If I go by a train wreck I don't want, and they spot me I roll by, (making sure nothing/nobody is blocking my exit) and say," "Sorry something came up, you'll have to cancel get another ride." and zoom off. Or I'll use a cancel if they don't. Keep the interaction quick, ambiguous, don't argue about anything, don't give them enough time to think or pull out their phones (to videotape) or get in your way. Just decline quickly, leave, and move on.

If you can spot the pax (to vet and assess them) BEFORE they see you even better. This is why I don't use that dumb Uber beacon.

With the rider app delaying your actual location by about 20 seconds it's even better. Roll by, drive away, ignore their calls/texts - they'll just think you're a bad/stupid driver (driving in circles around them) and cancel on their own.

And if there's no interaction or contact that means zero documentation (like discrimination complaints) they can complain to Uber about.


----------



## Lyfty (Jul 26, 2014)

Lissetti said:


> I'm also a female driver and I'm also a computer science student and still I would have pulled that car into the nearest public area like a grocery store parking lot or even better a police station. Grabbed my phone, keys and personal bag, and got out of the car and then while standing about 20 feet away, I would have loudly ordered them out of my car. No they aren't getting out? OK I'm already dialing 911. Yes I have removed my bear mace from my driver's door pocket and it is now clipped on my hip. Also people walking to the store have probably already stopped and are staring to see what happens. With people staring and cops on the way, I'm sure they will get out and run. You mentioned they said they have problems with the police.
> 
> Point is from what you wrote, they showed aggression from the time they entered the car. You should have ended the ride very quickly and in a public place. You are a college student like me and money is tight, but you don't need it bad enough to endanger your safety. What if they decided to sucker punch you or hit with you in the back of the head with a object hard enough to cause permanent damage? That could have ended your future career as an analytical thinker.
> 
> Also, as a female driver, when you happen to drop off a pax in a sketchy area, soon as they are out of the car, go offline and get back to safer grounds. Don't try and work your way back cuz more than likely all your going to get is hood-rats.

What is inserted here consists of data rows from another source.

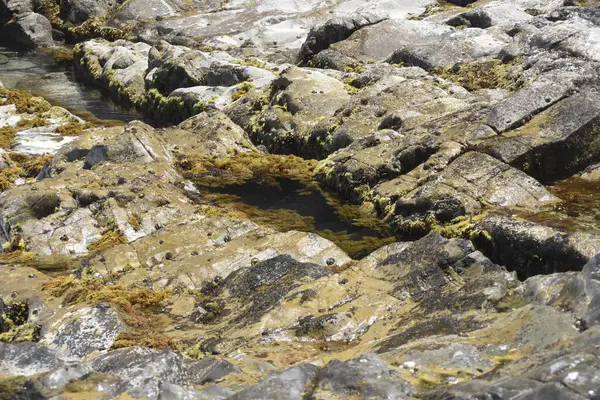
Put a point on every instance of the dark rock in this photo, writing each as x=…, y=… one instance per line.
x=142, y=371
x=79, y=11
x=366, y=376
x=87, y=331
x=557, y=143
x=27, y=359
x=532, y=249
x=335, y=30
x=291, y=384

Thanks for sharing that, I agree with you, I could've definitely done that, I just didn't wanna get involved in all the hassle and I was able to ignore their animal behavior till the drop off point.

Thank you all for the advice and feedback, if this has taught me anything, it's that I will be very picky on where I'm picking up from. And I will not hesitate to drive away if the pax looks suspicious.


----------



## DAVINA (Mar 5, 2017)

Do yourself the favor and go with your gut feeling! In this game if you don't you can find yourself in circumstances as you did. Lesson learned right! Lyft rides seem to always take me to the hood thus, I only drive for them during the day. And, i will not hesitate to cancel or stop a ride if i feel for a second that i will be harassed in any way. Plus I have onboard audio/video if my judgement is somehow off.


----------



## ROONZ (Feb 3, 2017)

Hear ye, hear ye, all Uber Drivers! Rate pax LOW on cases like this! And while I'm ranting too, I think I will stop accepting rides with pax ratings less than, say, 4.6? Would that be low enough to get the word out: we ain't takin' this shite not mo'! Stop being so greedy to accept every ride ping. Uber expects it, but I don't need to feed the Uber at the risk of my life and car. The Uber concept is a two-way street, and the pax side is lacking quality control that is entirely in the hands of the drivers. We drivers DO HAVE POWER over Uber in this regard, but it takes a collective willpower to have any effect. Do your part! Rate pax low when necessary and reject pax with low ratings.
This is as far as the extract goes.